A dozen scenarios repeated in his mind. Hilary Swank from Boys Don't Cry,
Drew Barrymore from the opening sequence of Scream. When he examined Jesse's face under the low kitchen light, he saw no injuries. Jesse's eyes seemed vacant, his expression immovable.
"You're home early."
"I am,"Anthony said. "But I thought you wouldn't be home at all."
"Well, I am."
Jesse's voice was like ice. It made the hair at the back of Anthony's neck stand up. When he looked at Jesse's hands, he saw blood mixed with soap, runny with water. A knife lined the kitchen sink. The blood on his shirt had no origin, no trace of a wound.
Still, Anthony asked if he was okay again.
"I'm fine. Just a little scratch. Nothing to worry about."
"Okay." Anthony didn't remove his eyes from the bloodstain. "Are you sure? If something happened, you know you can tell me, right?"
"I know. I would."
Silence stretched between them. The din of the running water hitting the metal basin became too much. When Jesse turned it off, all the blood from the knife was gone. So was the soap and pink suds on his hands. The only speck of gore that remained was the blood-stained shirt. Jesse seemed like he wanted to remove it, but couldn't.
Because he doesn't have a binder on, Anthony realized. His breasts were visible. Tightly bound with a sports bra instead of a compression tank, but still visible. And he is ashamed.
"I need some privacy," Jesse said.
"Right. Of course."
Jesse nodded. He left the kitchen for their shared bedroom around the corner. Anthony stood in the kitchen. He put his hands on the sink and looked at the knife. It was not a kitchen knife, like he once thought, but one that hed seen in Jesse's bag in the past. The one for self -defense. He repeated Jesse's claims of self-defense over and over. Anthony suppressed all other dawning thoughts. He heard Jesse shift and change in the other room.
"I have something I want to tell you," Anthony said.
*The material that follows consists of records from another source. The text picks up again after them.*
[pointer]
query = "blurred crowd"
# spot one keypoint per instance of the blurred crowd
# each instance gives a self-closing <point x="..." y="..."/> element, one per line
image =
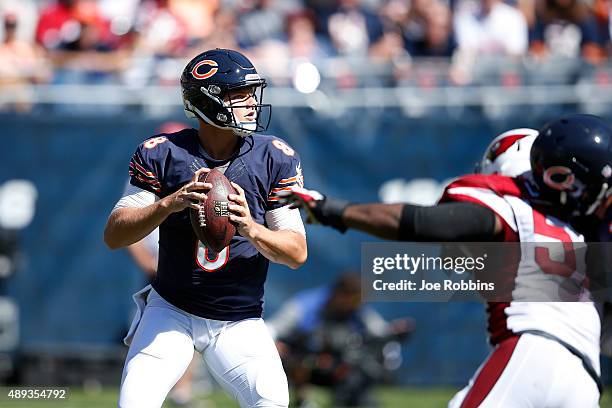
<point x="87" y="41"/>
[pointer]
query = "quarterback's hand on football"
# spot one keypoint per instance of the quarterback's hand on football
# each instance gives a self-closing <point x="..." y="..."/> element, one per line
<point x="240" y="213"/>
<point x="319" y="208"/>
<point x="189" y="195"/>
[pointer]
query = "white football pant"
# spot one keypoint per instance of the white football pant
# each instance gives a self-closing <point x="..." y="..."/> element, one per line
<point x="240" y="355"/>
<point x="529" y="371"/>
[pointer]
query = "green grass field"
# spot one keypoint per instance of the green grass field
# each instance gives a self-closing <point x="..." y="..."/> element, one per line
<point x="388" y="397"/>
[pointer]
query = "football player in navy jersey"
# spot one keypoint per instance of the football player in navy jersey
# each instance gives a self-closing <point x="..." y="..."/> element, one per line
<point x="546" y="353"/>
<point x="200" y="300"/>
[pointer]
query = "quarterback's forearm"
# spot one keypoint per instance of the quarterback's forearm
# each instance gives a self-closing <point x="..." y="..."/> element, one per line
<point x="127" y="225"/>
<point x="284" y="246"/>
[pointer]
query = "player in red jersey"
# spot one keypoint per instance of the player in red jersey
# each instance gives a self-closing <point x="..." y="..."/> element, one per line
<point x="546" y="354"/>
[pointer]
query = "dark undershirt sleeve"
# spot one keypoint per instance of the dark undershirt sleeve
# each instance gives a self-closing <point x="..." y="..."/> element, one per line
<point x="445" y="222"/>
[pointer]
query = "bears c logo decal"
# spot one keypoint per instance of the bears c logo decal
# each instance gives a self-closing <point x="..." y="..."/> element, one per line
<point x="208" y="74"/>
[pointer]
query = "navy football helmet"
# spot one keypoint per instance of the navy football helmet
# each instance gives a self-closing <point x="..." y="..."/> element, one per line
<point x="571" y="160"/>
<point x="210" y="77"/>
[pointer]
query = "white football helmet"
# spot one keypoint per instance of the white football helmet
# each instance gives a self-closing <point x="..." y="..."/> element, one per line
<point x="508" y="153"/>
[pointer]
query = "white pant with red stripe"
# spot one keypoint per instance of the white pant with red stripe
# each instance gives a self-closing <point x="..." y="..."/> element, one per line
<point x="240" y="355"/>
<point x="529" y="371"/>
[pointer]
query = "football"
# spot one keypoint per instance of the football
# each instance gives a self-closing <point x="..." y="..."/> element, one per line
<point x="211" y="223"/>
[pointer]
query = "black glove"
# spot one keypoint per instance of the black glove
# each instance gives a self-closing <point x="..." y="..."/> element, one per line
<point x="319" y="208"/>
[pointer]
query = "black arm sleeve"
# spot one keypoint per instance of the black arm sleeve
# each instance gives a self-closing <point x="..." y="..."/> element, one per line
<point x="447" y="222"/>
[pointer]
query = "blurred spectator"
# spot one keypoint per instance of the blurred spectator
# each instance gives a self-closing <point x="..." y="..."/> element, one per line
<point x="197" y="16"/>
<point x="490" y="27"/>
<point x="566" y="28"/>
<point x="301" y="45"/>
<point x="601" y="11"/>
<point x="21" y="63"/>
<point x="352" y="28"/>
<point x="224" y="34"/>
<point x="261" y="20"/>
<point x="437" y="39"/>
<point x="121" y="15"/>
<point x="327" y="337"/>
<point x="162" y="32"/>
<point x="26" y="12"/>
<point x="66" y="23"/>
<point x="302" y="39"/>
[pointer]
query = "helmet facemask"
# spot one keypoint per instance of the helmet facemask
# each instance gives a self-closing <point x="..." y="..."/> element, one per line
<point x="217" y="109"/>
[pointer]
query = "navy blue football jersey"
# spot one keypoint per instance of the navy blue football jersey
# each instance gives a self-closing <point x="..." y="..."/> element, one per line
<point x="228" y="285"/>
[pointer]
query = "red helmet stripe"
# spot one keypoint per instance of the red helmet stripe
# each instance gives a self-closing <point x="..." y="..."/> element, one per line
<point x="503" y="145"/>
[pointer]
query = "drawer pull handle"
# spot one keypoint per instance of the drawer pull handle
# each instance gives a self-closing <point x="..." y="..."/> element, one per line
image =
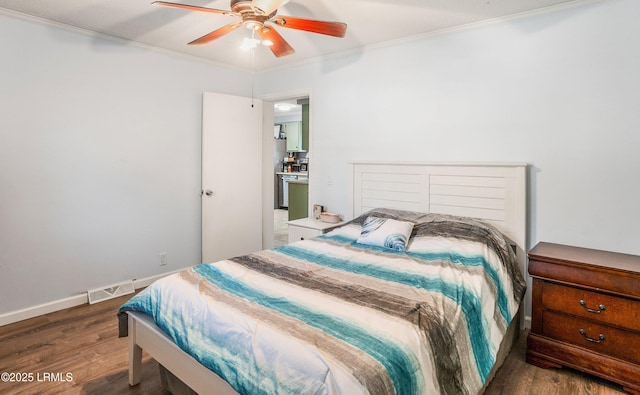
<point x="584" y="304"/>
<point x="600" y="338"/>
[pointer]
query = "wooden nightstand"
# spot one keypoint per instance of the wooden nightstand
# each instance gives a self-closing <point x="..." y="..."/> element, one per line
<point x="586" y="312"/>
<point x="306" y="228"/>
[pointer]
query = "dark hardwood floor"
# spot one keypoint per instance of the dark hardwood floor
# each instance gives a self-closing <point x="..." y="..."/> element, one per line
<point x="83" y="341"/>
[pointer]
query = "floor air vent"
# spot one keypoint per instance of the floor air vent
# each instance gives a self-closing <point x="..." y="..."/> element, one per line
<point x="100" y="294"/>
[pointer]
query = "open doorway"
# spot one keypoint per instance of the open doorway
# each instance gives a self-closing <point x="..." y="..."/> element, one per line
<point x="291" y="157"/>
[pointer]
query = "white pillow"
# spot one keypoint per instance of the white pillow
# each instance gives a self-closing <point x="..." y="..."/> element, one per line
<point x="385" y="232"/>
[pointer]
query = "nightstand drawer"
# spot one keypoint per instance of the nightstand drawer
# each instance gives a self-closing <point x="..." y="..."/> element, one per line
<point x="297" y="233"/>
<point x="606" y="309"/>
<point x="602" y="339"/>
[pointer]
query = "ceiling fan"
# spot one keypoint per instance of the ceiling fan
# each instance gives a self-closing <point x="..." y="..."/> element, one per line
<point x="258" y="15"/>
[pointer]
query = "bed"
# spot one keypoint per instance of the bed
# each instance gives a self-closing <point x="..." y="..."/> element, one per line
<point x="432" y="311"/>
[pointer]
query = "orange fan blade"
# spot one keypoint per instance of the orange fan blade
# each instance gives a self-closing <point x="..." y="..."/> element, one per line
<point x="207" y="38"/>
<point x="280" y="47"/>
<point x="192" y="7"/>
<point x="336" y="29"/>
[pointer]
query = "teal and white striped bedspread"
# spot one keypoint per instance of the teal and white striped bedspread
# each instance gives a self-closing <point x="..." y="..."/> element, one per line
<point x="330" y="316"/>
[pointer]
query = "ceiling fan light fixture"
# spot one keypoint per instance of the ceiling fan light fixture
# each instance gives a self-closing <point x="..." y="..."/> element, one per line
<point x="249" y="43"/>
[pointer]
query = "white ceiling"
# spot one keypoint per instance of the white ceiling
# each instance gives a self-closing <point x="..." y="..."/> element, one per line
<point x="370" y="22"/>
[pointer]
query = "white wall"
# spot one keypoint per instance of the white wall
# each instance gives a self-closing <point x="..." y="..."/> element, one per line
<point x="100" y="141"/>
<point x="99" y="160"/>
<point x="559" y="90"/>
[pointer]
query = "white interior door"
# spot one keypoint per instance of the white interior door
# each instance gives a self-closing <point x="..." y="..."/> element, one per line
<point x="231" y="176"/>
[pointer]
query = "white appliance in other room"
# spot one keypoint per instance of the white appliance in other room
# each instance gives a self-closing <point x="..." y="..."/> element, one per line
<point x="283" y="195"/>
<point x="279" y="151"/>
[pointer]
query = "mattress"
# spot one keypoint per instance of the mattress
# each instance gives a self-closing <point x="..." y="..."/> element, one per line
<point x="331" y="315"/>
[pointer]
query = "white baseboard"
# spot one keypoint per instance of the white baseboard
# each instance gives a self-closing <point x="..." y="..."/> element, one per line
<point x="61" y="304"/>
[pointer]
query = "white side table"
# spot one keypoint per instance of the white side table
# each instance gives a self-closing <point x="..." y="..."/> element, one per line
<point x="306" y="228"/>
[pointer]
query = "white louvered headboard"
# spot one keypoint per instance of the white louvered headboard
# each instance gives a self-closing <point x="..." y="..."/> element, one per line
<point x="492" y="192"/>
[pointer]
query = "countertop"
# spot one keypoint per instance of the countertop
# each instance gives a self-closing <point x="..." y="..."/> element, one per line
<point x="298" y="173"/>
<point x="303" y="182"/>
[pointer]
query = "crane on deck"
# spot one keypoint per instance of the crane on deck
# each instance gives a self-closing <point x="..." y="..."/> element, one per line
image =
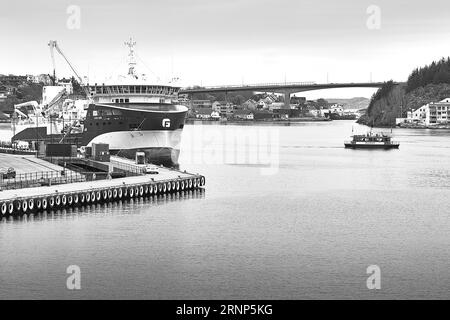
<point x="54" y="46"/>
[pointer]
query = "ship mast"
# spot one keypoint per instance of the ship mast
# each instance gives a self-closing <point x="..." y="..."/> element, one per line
<point x="131" y="58"/>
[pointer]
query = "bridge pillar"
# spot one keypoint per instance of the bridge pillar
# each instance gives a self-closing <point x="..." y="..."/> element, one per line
<point x="287" y="99"/>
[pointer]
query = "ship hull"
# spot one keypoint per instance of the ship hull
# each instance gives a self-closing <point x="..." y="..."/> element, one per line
<point x="160" y="147"/>
<point x="372" y="146"/>
<point x="153" y="129"/>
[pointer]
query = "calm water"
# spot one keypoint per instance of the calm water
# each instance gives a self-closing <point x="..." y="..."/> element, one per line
<point x="307" y="229"/>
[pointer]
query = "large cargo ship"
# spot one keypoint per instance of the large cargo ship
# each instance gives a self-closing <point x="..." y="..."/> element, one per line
<point x="130" y="114"/>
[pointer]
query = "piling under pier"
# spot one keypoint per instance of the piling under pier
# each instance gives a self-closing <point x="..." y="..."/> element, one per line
<point x="27" y="200"/>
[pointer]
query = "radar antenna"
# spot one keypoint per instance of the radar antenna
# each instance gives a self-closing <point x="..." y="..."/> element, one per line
<point x="131" y="57"/>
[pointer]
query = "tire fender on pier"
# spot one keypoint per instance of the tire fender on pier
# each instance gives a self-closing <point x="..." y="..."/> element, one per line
<point x="10" y="208"/>
<point x="4" y="208"/>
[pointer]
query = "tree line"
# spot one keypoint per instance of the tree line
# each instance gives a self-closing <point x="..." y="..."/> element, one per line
<point x="435" y="73"/>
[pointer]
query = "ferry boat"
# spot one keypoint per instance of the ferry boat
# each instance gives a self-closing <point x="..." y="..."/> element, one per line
<point x="130" y="114"/>
<point x="372" y="141"/>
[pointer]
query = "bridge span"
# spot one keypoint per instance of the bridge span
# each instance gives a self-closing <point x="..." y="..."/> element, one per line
<point x="286" y="88"/>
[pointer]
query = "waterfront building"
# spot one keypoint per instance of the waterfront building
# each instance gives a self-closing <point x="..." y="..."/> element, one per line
<point x="244" y="115"/>
<point x="433" y="113"/>
<point x="223" y="107"/>
<point x="201" y="104"/>
<point x="66" y="84"/>
<point x="206" y="114"/>
<point x="276" y="105"/>
<point x="250" y="104"/>
<point x="262" y="105"/>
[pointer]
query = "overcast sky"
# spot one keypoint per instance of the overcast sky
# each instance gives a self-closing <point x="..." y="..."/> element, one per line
<point x="213" y="42"/>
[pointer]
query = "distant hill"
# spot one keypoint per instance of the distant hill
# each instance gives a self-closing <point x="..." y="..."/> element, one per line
<point x="430" y="83"/>
<point x="353" y="103"/>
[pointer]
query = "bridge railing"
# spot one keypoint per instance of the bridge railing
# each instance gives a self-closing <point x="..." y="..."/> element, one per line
<point x="273" y="84"/>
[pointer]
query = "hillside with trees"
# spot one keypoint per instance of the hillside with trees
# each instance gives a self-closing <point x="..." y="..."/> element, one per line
<point x="430" y="83"/>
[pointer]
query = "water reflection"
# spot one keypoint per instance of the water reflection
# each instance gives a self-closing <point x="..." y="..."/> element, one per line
<point x="127" y="206"/>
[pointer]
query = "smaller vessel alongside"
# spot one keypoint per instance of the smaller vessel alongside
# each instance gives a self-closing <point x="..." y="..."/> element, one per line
<point x="372" y="141"/>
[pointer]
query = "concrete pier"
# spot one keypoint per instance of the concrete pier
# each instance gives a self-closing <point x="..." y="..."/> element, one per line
<point x="45" y="198"/>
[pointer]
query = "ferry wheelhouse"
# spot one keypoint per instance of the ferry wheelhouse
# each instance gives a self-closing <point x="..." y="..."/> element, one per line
<point x="372" y="141"/>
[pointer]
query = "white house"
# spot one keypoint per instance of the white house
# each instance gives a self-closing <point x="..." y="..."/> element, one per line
<point x="431" y="114"/>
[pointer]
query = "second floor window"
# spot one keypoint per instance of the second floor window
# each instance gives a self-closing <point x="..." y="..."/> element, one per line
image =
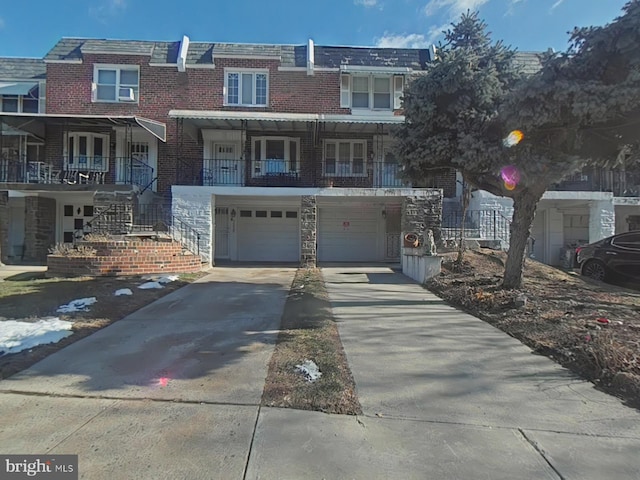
<point x="246" y="88"/>
<point x="116" y="83"/>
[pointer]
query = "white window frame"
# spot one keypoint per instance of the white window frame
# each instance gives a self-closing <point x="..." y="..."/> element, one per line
<point x="20" y="99"/>
<point x="337" y="172"/>
<point x="396" y="88"/>
<point x="240" y="71"/>
<point x="90" y="163"/>
<point x="118" y="85"/>
<point x="257" y="163"/>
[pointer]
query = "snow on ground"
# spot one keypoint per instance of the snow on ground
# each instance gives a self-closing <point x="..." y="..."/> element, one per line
<point x="79" y="305"/>
<point x="310" y="370"/>
<point x="16" y="336"/>
<point x="149" y="285"/>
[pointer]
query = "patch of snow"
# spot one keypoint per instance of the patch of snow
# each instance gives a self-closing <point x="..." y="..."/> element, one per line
<point x="168" y="279"/>
<point x="16" y="336"/>
<point x="79" y="305"/>
<point x="149" y="285"/>
<point x="310" y="370"/>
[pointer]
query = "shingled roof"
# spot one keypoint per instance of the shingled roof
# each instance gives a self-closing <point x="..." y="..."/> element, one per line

Jesse didn't say anything.
Anthony went on. "I was talking to Marsha and I realized that I was being unfair. I should have shared my surgery money with you."
The shifting stopped. Jesse's breath was heavy. "What do you mean?"
"I should have split it with you. That way we both work together to get what we need."
Jesse appeared in the doorway. The blood was no longer visible. Every trace of what Anthony had just witnessed was now gone, and because it was easier, he let it disappear. In between the two extremes, the answer was somewhere in the middle. Jesse was moody because he missed out on surgery. That was that. Everything else wasn't important.
"Are you serious?" Jesse asked.
"Yes. We're in this together, okay?"
Jesse wrapped him in a hug. It was rough, like usual, but there was tenderness inside it as well. Anthony was sure.. The two of them were happy. Their lives were taking shape together; he should have been focused on them as a unit, on their shared fantasy, rather than anything else.
"Are you going to be okay?" Anthony asked, after the hug was over.
Jesse didn't answer; he merely put the knife that had once been in the sink back into his pocket, and then took Anthony to the couch.
Anthony decided to take the silence as good news.